The reaction \(\mathrm{NH}_{3}(g)+\mathrm{HCl}(g) \longrightarrow \mathrm{NH}_{4} \mathrm{Cl}(s)\) proceeds spontaneously at \(25^{\circ} \mathrm{C}\) even though there is a decrease in the number of microstates of the system (gases are converted to a solid). Explain.

Arrange the following substances ( 1 mole each) in order of increasing entropy at \(25^{\circ} \mathrm{C}:\) (a) \(\mathrm{Ne}(g)\), (b) \(\mathrm{SO}_{2}(g),\) (c) \(\mathrm{Na}(s)\) (d) \(\mathrm{NaCl}(s)\) (e) \(\mathrm{H}_{2}(g)\). Give the reasons for your arrangement.

A student placed \(1 \mathrm{~g}\) of each of three compounds \(\mathrm{A}\) \(\mathrm{B},\) and \(\mathrm{C}\) in a container and found that after 1 week no change had occurred. Offer some possible explanations for the fact that no reactions took place. Assume that \(\mathrm{A}, \mathrm{B},\) and \(\mathrm{C}\) are totally miscible liquids.

Entropy has sometimes been described as "time's arrow" because it is the property that determines the forward direction of time. Explain.

(a) Calculate \(\Delta G^{\circ}\) and \(K_{P}\) for the following equilibrium reaction at \(25^{\circ} \mathrm{C}\).
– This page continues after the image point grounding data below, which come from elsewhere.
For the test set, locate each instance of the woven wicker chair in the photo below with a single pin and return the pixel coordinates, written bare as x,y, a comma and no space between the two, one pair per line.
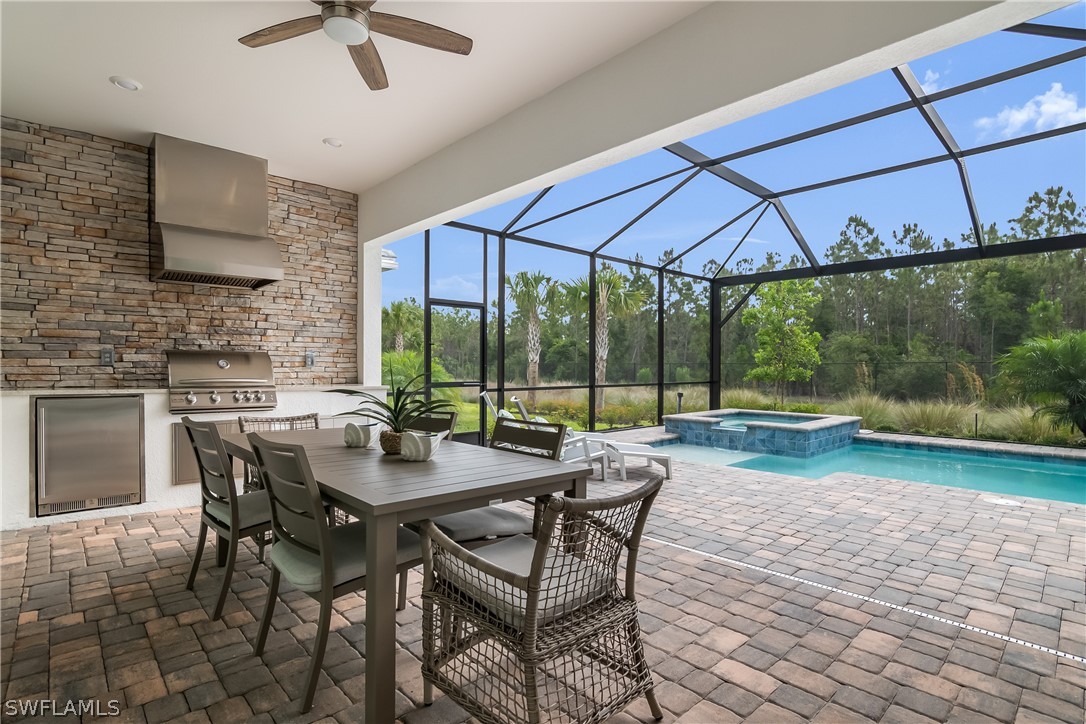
308,421
232,517
530,631
484,525
324,561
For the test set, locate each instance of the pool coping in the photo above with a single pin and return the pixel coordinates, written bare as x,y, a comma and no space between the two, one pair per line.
982,447
816,421
656,435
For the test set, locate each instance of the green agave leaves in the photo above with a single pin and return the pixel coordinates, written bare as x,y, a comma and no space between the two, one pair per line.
400,409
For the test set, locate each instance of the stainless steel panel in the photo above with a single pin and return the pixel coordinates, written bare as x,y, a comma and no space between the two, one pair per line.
209,188
196,367
88,448
214,257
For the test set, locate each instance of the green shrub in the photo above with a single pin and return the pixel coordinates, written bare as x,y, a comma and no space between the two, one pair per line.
1022,424
935,417
876,411
743,398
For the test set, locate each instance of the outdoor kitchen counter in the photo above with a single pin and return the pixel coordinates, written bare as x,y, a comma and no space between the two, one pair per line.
160,492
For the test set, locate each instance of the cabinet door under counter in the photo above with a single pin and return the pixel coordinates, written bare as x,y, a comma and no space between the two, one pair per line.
87,452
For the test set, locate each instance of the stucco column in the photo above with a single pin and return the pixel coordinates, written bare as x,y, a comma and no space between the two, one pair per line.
369,313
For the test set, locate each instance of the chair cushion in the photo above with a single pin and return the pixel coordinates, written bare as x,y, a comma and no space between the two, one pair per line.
253,509
568,582
482,523
302,568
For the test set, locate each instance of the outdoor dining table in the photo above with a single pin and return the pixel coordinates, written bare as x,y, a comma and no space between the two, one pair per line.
384,491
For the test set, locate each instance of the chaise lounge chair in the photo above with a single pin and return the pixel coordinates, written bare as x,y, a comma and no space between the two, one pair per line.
618,452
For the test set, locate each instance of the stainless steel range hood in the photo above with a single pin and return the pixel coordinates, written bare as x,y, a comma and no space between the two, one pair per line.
210,216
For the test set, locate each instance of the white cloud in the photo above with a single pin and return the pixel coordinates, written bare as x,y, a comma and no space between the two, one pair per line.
1053,109
931,81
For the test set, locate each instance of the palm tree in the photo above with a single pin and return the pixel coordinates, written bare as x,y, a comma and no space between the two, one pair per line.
402,319
614,296
1051,370
530,291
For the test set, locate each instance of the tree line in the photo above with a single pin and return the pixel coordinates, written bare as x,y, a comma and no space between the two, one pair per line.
911,332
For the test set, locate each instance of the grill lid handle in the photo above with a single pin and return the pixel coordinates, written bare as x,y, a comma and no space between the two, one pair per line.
218,381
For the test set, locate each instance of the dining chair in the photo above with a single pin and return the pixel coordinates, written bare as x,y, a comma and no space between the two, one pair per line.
434,422
540,630
324,561
232,517
252,423
485,525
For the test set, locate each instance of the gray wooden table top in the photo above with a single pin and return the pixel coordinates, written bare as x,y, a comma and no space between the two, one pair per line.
368,482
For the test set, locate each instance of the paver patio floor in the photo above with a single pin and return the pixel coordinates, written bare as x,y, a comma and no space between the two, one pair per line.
764,598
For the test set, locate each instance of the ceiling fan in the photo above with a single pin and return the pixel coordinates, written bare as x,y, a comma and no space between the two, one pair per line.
351,23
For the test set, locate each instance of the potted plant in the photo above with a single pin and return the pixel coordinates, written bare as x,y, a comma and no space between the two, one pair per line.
398,413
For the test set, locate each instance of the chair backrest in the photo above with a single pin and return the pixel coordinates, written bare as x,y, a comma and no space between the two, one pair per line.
216,473
298,512
308,421
543,440
580,542
434,422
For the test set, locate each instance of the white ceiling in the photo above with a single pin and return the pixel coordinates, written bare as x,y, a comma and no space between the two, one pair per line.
278,102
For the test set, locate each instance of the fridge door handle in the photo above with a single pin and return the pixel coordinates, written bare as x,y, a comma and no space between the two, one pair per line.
41,453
The \(\Delta G_{f}^{\circ}\) values are 0 for \(\mathrm{Cl}_{2}(g),-286 \mathrm{~kJ} / \mathrm{mol}\) for \(\mathrm{PCl}_{3}(g),\) and \(-325 \mathrm{~kJ} / \mathrm{mol}\) for \(\mathrm{PCl}_{5}(g)\) $$ \mathrm{PCl}_{5}(g) \rightleftharpoons \mathrm{PCl}_{3}(g)+\mathrm{Cl}_{2}(g) $$. (b) Calculate \(\Delta G\) for the reaction if the partial pressures of the initial mixture are \(P_{\mathrm{PCl}_{5}}=0.0029 \mathrm{~atm}\) \(P_{\mathrm{PCl}_{3}}=0.27 \mathrm{~atm},\) and \(P_{\mathrm{Cl}_{2}}=0.40 \mathrm{~atm}\).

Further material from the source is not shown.